Single by Alt-J

from the album The Dream
- Released: September 22, 2021
- Genre: Indie rock
- Length: 3:19
- Label: Canvasback; Infectious;
- Songwriters: Joe Newman, Thom Sonny Green, Gus Unger-Hamilton
- Producer: Charlie Andrew

Alt-J singles chronology
| "Pleader" (2017) | "U&ME" (2021) | "Get Better" (2021) |

= U&ME =

"U&ME" is a song by British indie rock band Alt-J. It was released alongside the announcement of their fourth album The Dream on September 22, 2021, as the first single from the album, and the second on the album's tracklist.

== Writing and composition ==

"U&ME" was written by Alt-J frontman Joe Newman and is largely based on a real-life experience at the Sun Cycle Festival in Melbourne, which he attended with his partner. Newman stated that "two-thirds of the writing" for the song was directly inspired by the event, grounding the track in autobiographical detail.

The song has been described as a love story constructed from fragmented memories, capturing a sense of pre-pandemic togetherness and nostalgia. Musically, it is characterized by a relaxed, stripped-back style consistent with the band's blend of indie rock and experimental pop. In interviews surrounding The Dream, the band also framed the track around themes of joy and intimacy, reflecting a moment where "nothing could be any better than it is right now".

Lyrically, "U&ME" juxtaposes realism with surrealism. While much of the narrative reflects genuine experiences, Newman deliberately exaggerated elements in the song's final section, introducing what he described as a "devolving, druggy madness" that is "completely fictitious".

== Music video ==

The music video for "U&ME" was directed by Prosper Unger-Hamilton, the brother of band member Gus Unger-Hamilton, and released on 22 September 2021. It was produced by MrMr Films and marked one of the first occasions in which all members of Alt-J prominently appear together in a music video.

The video is set primarily at a skatepark and draws inspiration from 1990s skate videos, incorporating lo-fi cinematography and stylized visual effects.It depicts the band navigating the environment while experiencing increasingly surreal and distorted imagery, including exaggerated obstacles and hallucinatory sequences.

== Critical reception ==

"U&ME" received generally positive reviews from music critics, who highlighted its nostalgic tone and understated production. Writing for ABC's triple j, Al Newstead described the track as a "stripped-back" and reflective lead single that captures a sense of pre-pandemic togetherness, with its festival-inspired narrative contributing to a warm, intimate atmosphere. Critics also noted the song’s blend of realism and surrealism, particularly in its closing section, as a continuation of Alt-J's distinctive songwriting style.

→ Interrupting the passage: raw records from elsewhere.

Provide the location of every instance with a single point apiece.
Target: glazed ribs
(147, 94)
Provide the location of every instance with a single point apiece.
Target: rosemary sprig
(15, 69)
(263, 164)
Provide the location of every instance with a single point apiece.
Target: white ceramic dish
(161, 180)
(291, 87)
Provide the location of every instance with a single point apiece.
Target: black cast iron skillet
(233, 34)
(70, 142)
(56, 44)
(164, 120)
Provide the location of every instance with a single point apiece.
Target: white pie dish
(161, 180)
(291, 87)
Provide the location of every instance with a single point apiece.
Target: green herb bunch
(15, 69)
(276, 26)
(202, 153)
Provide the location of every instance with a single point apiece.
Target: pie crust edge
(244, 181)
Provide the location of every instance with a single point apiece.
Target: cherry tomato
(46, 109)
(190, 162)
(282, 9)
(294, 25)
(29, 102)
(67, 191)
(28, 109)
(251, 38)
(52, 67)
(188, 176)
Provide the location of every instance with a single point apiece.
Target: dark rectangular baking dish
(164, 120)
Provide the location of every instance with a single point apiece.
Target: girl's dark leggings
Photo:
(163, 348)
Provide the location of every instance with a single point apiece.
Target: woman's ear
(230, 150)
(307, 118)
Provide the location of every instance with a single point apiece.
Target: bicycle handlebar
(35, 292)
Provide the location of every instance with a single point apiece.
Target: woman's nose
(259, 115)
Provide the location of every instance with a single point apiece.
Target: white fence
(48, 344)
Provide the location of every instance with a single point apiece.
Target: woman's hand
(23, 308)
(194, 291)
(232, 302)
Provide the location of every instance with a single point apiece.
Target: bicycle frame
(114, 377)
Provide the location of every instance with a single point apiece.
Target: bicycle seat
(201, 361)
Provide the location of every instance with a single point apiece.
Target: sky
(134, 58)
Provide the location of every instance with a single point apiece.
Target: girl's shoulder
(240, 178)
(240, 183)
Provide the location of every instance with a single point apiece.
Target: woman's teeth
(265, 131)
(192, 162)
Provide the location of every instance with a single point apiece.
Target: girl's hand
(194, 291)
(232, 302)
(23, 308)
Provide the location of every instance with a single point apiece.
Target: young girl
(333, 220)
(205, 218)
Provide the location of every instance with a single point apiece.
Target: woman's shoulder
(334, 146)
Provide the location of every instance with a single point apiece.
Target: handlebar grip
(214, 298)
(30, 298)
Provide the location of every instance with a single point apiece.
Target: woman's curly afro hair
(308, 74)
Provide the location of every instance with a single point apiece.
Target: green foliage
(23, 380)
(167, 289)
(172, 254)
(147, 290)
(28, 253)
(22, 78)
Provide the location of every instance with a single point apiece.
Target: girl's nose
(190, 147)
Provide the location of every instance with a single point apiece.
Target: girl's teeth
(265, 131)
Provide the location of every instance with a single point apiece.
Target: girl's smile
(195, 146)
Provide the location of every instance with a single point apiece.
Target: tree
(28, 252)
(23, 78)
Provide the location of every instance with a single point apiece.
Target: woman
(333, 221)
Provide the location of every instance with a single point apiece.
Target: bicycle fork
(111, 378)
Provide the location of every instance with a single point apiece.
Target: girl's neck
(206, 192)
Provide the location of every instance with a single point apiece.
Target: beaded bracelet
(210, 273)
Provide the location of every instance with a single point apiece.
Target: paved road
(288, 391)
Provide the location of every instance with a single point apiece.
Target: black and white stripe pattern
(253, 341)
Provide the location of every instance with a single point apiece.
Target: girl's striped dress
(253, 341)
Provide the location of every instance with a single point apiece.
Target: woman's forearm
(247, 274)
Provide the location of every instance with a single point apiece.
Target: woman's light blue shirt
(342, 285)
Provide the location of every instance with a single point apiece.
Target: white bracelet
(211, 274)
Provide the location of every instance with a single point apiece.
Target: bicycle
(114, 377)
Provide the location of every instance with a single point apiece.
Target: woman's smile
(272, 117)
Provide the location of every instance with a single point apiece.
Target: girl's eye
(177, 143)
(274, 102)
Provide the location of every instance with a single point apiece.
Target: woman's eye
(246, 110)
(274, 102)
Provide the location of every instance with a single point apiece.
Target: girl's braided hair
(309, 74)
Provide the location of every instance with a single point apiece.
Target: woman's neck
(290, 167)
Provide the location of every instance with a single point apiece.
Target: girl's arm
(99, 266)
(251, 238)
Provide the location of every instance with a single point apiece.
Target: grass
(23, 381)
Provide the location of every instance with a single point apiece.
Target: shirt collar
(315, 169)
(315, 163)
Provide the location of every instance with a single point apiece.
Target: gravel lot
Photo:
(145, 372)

Reviews of The Dream frequently singled out "U&ME" as a standout track. NME described the song as one of the album’s most immediate and accessible moments, emphasizing its themes of joy and escapism while situating it within the record’s broader exploration of memory and fantasy. Similarly, other critics noted that the track’s relaxed groove and emotional clarity made it an effective introduction to the album’s tone and lyrical concerns.

==Remix==

The track was later remixed by American DJ Baauer.